Like most lumpia recipes, dinamita is very easy to prepare and can be modified readily. The stuffing, giniling (ground beef or pork), is sauteed beforehand with chopped onions and garlic, and seasoned with salt and black pepper to taste.
The pepper used in dinamita is the long and green siling haba pepper (also known as siling pansigang). The pepper is gently cut lengthwise and the pith and seeds removed, being careful to retain the stalk. It is then stuffed with the ground meat mixture and a strip of cheese (usually cheddar). The stuffed pepper is then wrapped in lumpia wrapper (a thin egg crêpe) with the stalk hanging out of one end. It is deep-fried until golden brown and served while still crispy.
It is eaten as is or dipped into common lumpia dipping sauces like banana ketchup, sweet and sour sauce, garlic mayonnaise, honey mustard, or vinegar with labuyo peppers and calamansi. It is usually eaten as an appetizer or as pulutan (finger food) with beer or other alcoholic drinks.
Siling haba has a "hot" rating in the Scoville scale, at 50,000 SHU. However, some or most of the heat is neutralized by the cheese and the fact that the seeds are removed. The heat can be adjusted by using another type of pepper. Jalapeño or serrano peppers, for example, will lower the spiciness; while habanero peppers will increase it.

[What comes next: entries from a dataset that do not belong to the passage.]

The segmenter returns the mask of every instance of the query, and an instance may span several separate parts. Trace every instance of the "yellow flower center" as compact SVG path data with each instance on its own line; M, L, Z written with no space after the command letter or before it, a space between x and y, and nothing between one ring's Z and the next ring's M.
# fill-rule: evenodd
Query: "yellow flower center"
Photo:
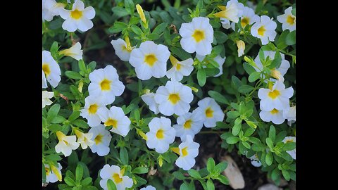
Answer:
M206 118L213 118L213 110L211 109L211 108L208 107L206 110Z
M95 139L94 139L94 141L95 141L95 144L99 144L100 143L102 142L102 139L104 139L104 136L101 134L99 134L96 137Z
M101 90L110 90L111 89L111 81L104 79L101 82L100 86Z
M148 54L144 58L144 62L148 64L148 65L152 67L155 62L156 62L157 58L154 54Z
M48 75L51 74L51 68L47 63L42 64L42 70L44 71L44 75L46 75L46 77L48 77Z
M168 99L171 102L171 103L176 104L180 100L180 98L178 94L169 94Z
M293 17L292 15L288 15L287 18L287 23L288 23L289 25L293 25L294 24L294 20L296 19L295 17Z
M183 127L185 129L189 129L192 128L192 120L187 120L184 122L184 125L183 125Z
M199 42L206 37L204 35L204 31L199 30L195 30L192 37L195 39L196 42Z
M75 20L80 19L82 17L82 11L80 11L77 9L70 11L70 17Z
M114 173L113 175L113 179L114 179L114 182L119 184L122 182L122 178L120 177L120 175L118 173Z
M264 32L265 32L266 30L264 27L264 26L261 26L260 28L258 28L258 34L261 36L264 36Z
M157 131L156 137L158 139L162 139L164 138L164 131L162 129Z
M95 114L97 111L98 108L99 106L97 106L97 104L92 104L88 108L88 112L89 113L89 114Z
M111 125L112 125L114 128L118 127L118 120L109 118L106 122L104 122L104 126Z
M280 92L277 90L270 91L269 94L268 94L268 96L269 96L269 97L270 97L273 99L276 99L280 95Z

Another method is to mix the stuffing with finely chopped native labuyo peppers, which are much hotter than siling haba, with a Scoville scale rating of 80,000 to 100,000 SHU. Some of the seeds of the siling haba can also be retained to make it hotter, though too much can make it taste bitter.
The stuffing can similarly be adjusted to taste. Some variants of dinamita may further encase or stuff the pepper with tocino, ham, or bacon, for example, before rolling it into the lumpia wrapper. Others may exclude the cheese or use shredded chicken or even canned tuna. Other ingredients can also be added, like carrots or kintsay (Chinese celery). Some also prepare their lumpia breaded with panko breadcrumbs.